The Heaven that Runs Through Everything
Here’s to the small everyday miracles –
Mrs Baggett with her knitting and pearls,
the lovely daughters of Jerusalem
in their gardens of lilies, laburnum,
gospels and gossip at the regatta,
Sarah Tubb and her heavenly visitor,
courting and baptism along the Thames,
a dustman leaping into his wife’s arms.
Here’s to tulip, rock rose, gypsophila
flowering together, to vases of prayer,
Saint Francis in slippers and dressing gown
up on the roof with hens to catch the sun,
chores doing themselves down in the kitchen
at a wedding where water’s turned to wine,
everything married to everything else –
yearning to show itself as happiness,
as Love.

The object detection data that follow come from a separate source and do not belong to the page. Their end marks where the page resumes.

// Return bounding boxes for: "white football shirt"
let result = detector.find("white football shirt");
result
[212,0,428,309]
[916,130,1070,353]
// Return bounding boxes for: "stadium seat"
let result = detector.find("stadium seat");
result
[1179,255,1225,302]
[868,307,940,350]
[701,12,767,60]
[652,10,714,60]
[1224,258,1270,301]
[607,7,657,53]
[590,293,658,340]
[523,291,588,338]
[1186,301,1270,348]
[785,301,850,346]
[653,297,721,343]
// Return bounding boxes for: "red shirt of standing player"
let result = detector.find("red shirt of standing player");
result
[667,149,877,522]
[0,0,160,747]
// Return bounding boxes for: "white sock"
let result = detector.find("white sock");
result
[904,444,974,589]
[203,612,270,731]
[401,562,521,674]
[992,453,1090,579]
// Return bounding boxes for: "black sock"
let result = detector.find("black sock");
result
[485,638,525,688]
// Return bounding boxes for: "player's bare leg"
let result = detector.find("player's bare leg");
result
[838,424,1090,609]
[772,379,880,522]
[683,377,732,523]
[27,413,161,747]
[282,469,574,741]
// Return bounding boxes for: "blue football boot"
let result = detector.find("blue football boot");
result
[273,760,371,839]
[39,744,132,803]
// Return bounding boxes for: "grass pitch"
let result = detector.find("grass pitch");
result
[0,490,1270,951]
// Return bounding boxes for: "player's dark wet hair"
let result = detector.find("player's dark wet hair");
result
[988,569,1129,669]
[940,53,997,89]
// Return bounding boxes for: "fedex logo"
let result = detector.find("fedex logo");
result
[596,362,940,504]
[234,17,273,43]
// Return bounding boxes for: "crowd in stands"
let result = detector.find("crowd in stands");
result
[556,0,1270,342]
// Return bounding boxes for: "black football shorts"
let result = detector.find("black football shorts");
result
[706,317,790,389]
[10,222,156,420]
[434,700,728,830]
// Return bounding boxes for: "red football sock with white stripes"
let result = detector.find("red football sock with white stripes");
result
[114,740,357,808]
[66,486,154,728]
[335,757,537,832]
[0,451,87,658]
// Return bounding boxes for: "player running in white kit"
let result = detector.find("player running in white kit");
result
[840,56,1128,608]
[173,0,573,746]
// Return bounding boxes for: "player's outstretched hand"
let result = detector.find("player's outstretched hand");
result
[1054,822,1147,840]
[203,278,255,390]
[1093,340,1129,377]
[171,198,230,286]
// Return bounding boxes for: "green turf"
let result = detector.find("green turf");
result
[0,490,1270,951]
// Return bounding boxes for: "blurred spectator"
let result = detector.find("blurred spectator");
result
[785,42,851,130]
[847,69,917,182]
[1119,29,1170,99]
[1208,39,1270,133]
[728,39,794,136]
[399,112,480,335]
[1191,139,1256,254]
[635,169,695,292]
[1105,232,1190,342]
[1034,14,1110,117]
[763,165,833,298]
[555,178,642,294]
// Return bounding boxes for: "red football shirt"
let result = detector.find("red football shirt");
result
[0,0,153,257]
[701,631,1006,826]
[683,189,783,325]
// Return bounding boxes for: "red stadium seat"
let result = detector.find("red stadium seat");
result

Neighbours who rejoice with tin cans
and cabbage leaves, the ripe summer commons,
skies which open over bulrush, goose-run,
the fresh light making everything new-born,
shot through with flame, each shrub a burning bush
by the tow path. All detail the flourish
of nature to show itself exactly –
not ‘bird’ but swan, cockerel, grebe, quail, turkey.
Blessings on Ricket’s Farm, Rowborough, Pound Field,
the very word ‘Eden’ changed, now this world
is all we need to know of paradise.
Consider the gardens at Cookham Rise
where Adam’s walking backwards to a tree
laden with unpicked apples – the first day
and the last become one, as if heaven was
wanting to reveal its eternal Yes –
earthly desire become beatitude,
everything known to be equally god.
Suffering a page to be folded over,
tenderness up sleeves in the tents of war,
balm poured from seraphs in the guise of men.
Nothing that is not transfiguration –
the dying girl next door raised up, restored
to life, then the quickening of a horde
of spirits, hungry for what death waylaid –
the lost embrace, words not said, love not made.
Here’s to grief unlearnt, grateful breath redrawn,
the rapture of rolling away the stone.
And let’s not forget the man most at home
in sunlight, newly arrived in Cookham,
who walks with disciples up Cockmarsh Hill,
everyone in the crowd a plump angel.
Sir Stanley Spencer (1891–1959) was undoubtedly one of the most admired and influential English painters of the twentieth century. Cookham was a major influence on both his life and painting and his reference to the place as ‘a village in Heaven’ is reflected in his famous series of paintings of Biblical scenes featuring local people.
The 2017 Cookham Festival Stanley Spencer Poetry Competition invited poets to find inspiration for their own art in the work of this remarkable man. “The Heaven that Runs Through Everything” is the winner of The Don and Jill Cawthorne Prize of The 2017 Cookham Festival Stanley Spencer Poetry Competition. A selection from the entries to the competition is published in Stanley Spencer Poems An Anthology.